Surran—a small but mineral-rich kingdom southeast of Batterville.The scraps of the fallen Aragos Empire, still glittering with untouched veins of magic ore. A fortune waiting to be harvested.
Lucas's goals weren't crude profit—he wanted access. Monopoly.
Securing pure magic ores would tip the balance of power back into Darconer's hands.
"We're still negotiating," Duke Darconer said coolly.
Dormund's fat face twisted with barely concealed eagerness. He wanted in. Badly.
"Our family specializes in cargo transport, Your Grace," Dormund said, puffing up like a toad."We could handle shipments for you—safely, efficiently."
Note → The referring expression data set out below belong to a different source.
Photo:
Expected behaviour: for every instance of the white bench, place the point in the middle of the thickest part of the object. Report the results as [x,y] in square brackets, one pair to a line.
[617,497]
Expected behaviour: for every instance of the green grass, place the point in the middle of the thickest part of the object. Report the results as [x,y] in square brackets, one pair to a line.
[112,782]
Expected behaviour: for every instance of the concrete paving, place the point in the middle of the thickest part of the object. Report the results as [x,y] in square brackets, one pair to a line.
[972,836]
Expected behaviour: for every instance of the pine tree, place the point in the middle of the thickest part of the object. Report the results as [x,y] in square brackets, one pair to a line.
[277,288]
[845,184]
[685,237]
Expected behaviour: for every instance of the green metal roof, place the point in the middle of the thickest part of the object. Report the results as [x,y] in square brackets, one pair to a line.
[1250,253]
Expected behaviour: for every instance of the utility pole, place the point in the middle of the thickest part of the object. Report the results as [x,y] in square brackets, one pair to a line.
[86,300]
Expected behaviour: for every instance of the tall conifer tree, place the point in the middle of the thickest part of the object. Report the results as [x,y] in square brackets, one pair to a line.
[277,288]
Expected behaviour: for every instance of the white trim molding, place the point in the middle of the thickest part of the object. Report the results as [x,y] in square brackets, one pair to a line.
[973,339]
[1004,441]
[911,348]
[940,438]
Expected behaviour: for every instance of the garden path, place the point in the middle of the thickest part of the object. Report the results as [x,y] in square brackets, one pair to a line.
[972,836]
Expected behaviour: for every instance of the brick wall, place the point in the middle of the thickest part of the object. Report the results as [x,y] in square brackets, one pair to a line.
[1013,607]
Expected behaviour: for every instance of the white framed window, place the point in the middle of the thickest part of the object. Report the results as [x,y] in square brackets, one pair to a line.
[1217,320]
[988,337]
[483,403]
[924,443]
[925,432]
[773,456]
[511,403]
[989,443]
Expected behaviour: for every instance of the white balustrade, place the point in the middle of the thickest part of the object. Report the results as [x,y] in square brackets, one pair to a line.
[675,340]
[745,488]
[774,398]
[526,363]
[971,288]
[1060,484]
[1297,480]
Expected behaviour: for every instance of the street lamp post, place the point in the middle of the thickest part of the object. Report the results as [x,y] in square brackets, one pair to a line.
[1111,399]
Duke Darconer said nothing. Instead, his sharp grey eyes slid sideways to Sevine.
"What do you think, Yelena?"
Sevine blinked.The whole room went still.
Dormund's smugness faltered.
A child's opinion? Really?
"Of course, Father," Sevine said sweetly, folding her hands the way he did—a mirror image.
"May I speak freely?"
Duke Darconer nodded.
Sevine smiled, slow and razor-edged.
"I've inspected the storage yards, my Lord Baron," she began, voice syrupy with false courtesy.
"I noticed the condition of your wagons...and your horses."
Dormund shifted uncomfortably.
"The animals are skeletal. The wheels are rotting. Frankly, I wouldn't trust them to carry a box of feathers, let alone magic-infused minerals."
Lucas suppressed a smirk behind his tea.
Sevine leaned in, voice dropping to a sharper tone.
"My advice, Father?. Don't entrust rare resources to carriages more suited for hauling crates of spoiled food."
She emphasized crates of food with a casual cruelty that made Dormund's face turn purple.
The Baron's mouth opened and closed like a dying fish.
"You hear that, Baron?" Lucas said, dabbing his lips. "Unfortunately, we must decline your offer."
"But—but Your Grace!" Dormund stammered, "Surely you don't intend to take a child's word over a man of experience?"
#BRAK!
Lucas slammed his hand against the table, making silverware jump.
"You dare insult my daughter?" he snarled.
"N-no, Your Grace! I beg your pardon—I only meant—"
"You meant nothing worth hearing," Duke Darconer said coldly. "We're leaving."
He rose from his chair without another glance.
Sevine followed, skirts whispering across the polished floor.Behind her, Dormund glared daggers into her back.
Under his breath, low and venomous, she caught it:
"You little whore. You'll pay for this."
Sevine didn't even flinch. She lifted her chin higher, her mouth curving into a wicked, knowing smile.
Let him try.
He'd already lost—and he didn't even know it yet.